This is based on Ex. 6.4.6 in Stillwell's "Real Numbers."
Using previous exercises, it was established that one can construct for any countable ordinal $\gamma$ disjoint half-open intervals $[a_{\alpha}, a_{\alpha+1})$ for all $\alpha\lt\gamma$, with the properties $a_{\alpha}\lt a_{\beta}$ iff $\alpha \lt \beta$ and $\bigcup_{\alpha \lt \gamma} [a_{\alpha},a_{\alpha+1})=[0,1)$.
What was termed a "$\gamma$-line," $[0,1)\times \gamma$ was defined as containing a copy $[0,1)\times\{{\alpha}\}$ of $[0,1)$ for each $\alpha\lt \gamma$.

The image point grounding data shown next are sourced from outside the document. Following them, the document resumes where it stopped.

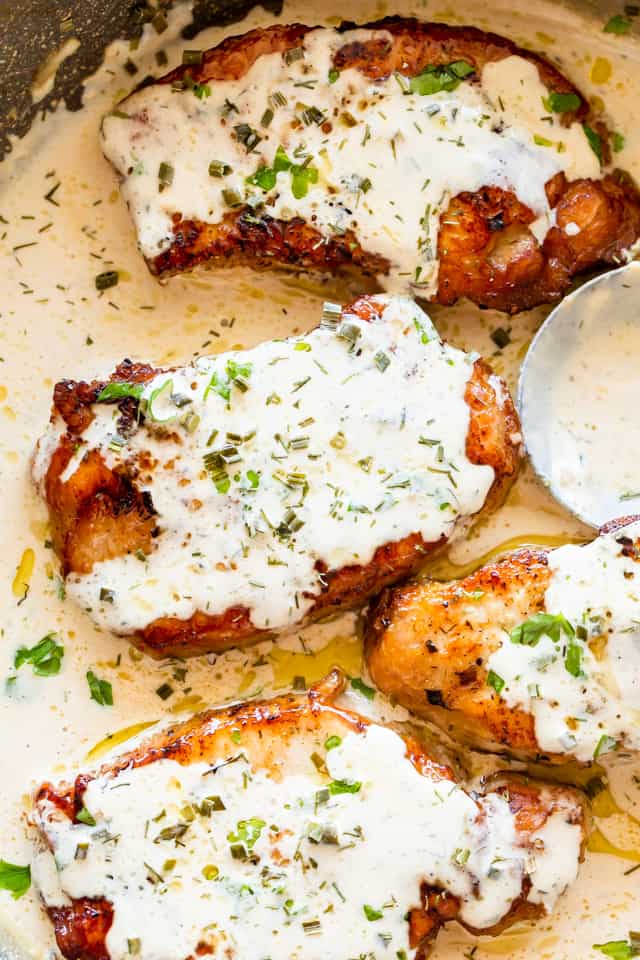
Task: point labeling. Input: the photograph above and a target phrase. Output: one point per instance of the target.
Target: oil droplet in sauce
(342, 652)
(114, 740)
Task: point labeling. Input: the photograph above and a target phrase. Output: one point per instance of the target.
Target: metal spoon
(579, 398)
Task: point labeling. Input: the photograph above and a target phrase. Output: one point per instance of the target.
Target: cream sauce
(270, 462)
(54, 324)
(361, 140)
(305, 895)
(582, 683)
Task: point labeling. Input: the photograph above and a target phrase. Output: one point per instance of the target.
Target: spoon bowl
(579, 398)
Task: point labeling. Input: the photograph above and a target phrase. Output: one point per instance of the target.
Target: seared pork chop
(202, 507)
(537, 653)
(424, 154)
(293, 828)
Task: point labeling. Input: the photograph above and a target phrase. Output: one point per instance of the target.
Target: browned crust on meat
(486, 249)
(413, 45)
(488, 254)
(427, 645)
(266, 727)
(99, 514)
(422, 649)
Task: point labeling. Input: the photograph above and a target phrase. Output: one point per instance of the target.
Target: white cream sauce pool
(375, 157)
(581, 678)
(55, 324)
(306, 866)
(266, 463)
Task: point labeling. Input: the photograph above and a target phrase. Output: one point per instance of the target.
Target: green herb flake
(551, 625)
(381, 361)
(14, 878)
(616, 949)
(332, 742)
(343, 786)
(218, 168)
(594, 140)
(562, 102)
(165, 175)
(83, 816)
(495, 681)
(119, 390)
(618, 25)
(109, 278)
(247, 832)
(371, 913)
(617, 142)
(357, 683)
(100, 690)
(573, 658)
(606, 744)
(45, 657)
(253, 479)
(434, 79)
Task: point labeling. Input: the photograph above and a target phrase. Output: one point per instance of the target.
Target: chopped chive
(109, 278)
(247, 136)
(371, 913)
(232, 198)
(192, 58)
(165, 175)
(381, 361)
(594, 140)
(357, 683)
(218, 168)
(295, 53)
(618, 25)
(83, 816)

As a preliminary question: Is the notation $\times \{\alpha\}$, just an index?
I can see how this $\gamma$-line is homeomorphic and order isomorphic to $[0,1)$ for each countable ordinal $\gamma$.
My main question is, I would appreciate help to:
Similarly define the $\omega_1$-line and explain why it is not homeomorphic and not order isomorphic to $[0,1)$.
I am not sure what to use instead of $\times\{\alpha\}$ as an index be to be less than $\omega_1$ as $\alpha$ was less than $\gamma$- do I use countable ordinals?
And the explanation asked for probably hinges on the uncountability of $\omega_1$, yet I don't know how to explicitly show it.
As a subsidiary question, Brian Scott gave an example of homeomorphic but not order isomorphic here: The relation between order isomorphism and homeomorphism.
Can there be order isomorphism without homeomorphism?
Thanks
Since in both case the topology is generated by the class of subsets sets of the form $\{x\mid a<x<b\}$ or $\{x\mid x<b\}$, order isomorphism implies homeomorphism.
To see that $[0,1)$ is not even homeomorphic to the long line, one fairly direct approach would be to show that there can't even be a continuous surjection from $[0,1)$ to the long line. Namely, in each of the $\omega_1$ copies of $[0,1)$ in the long line, there must be a point that is the image of a rational, but there are not enough rationals to hit all of them!
(Or, perhaps slicker: $[0,1)$ is separable, but the long line isn't!)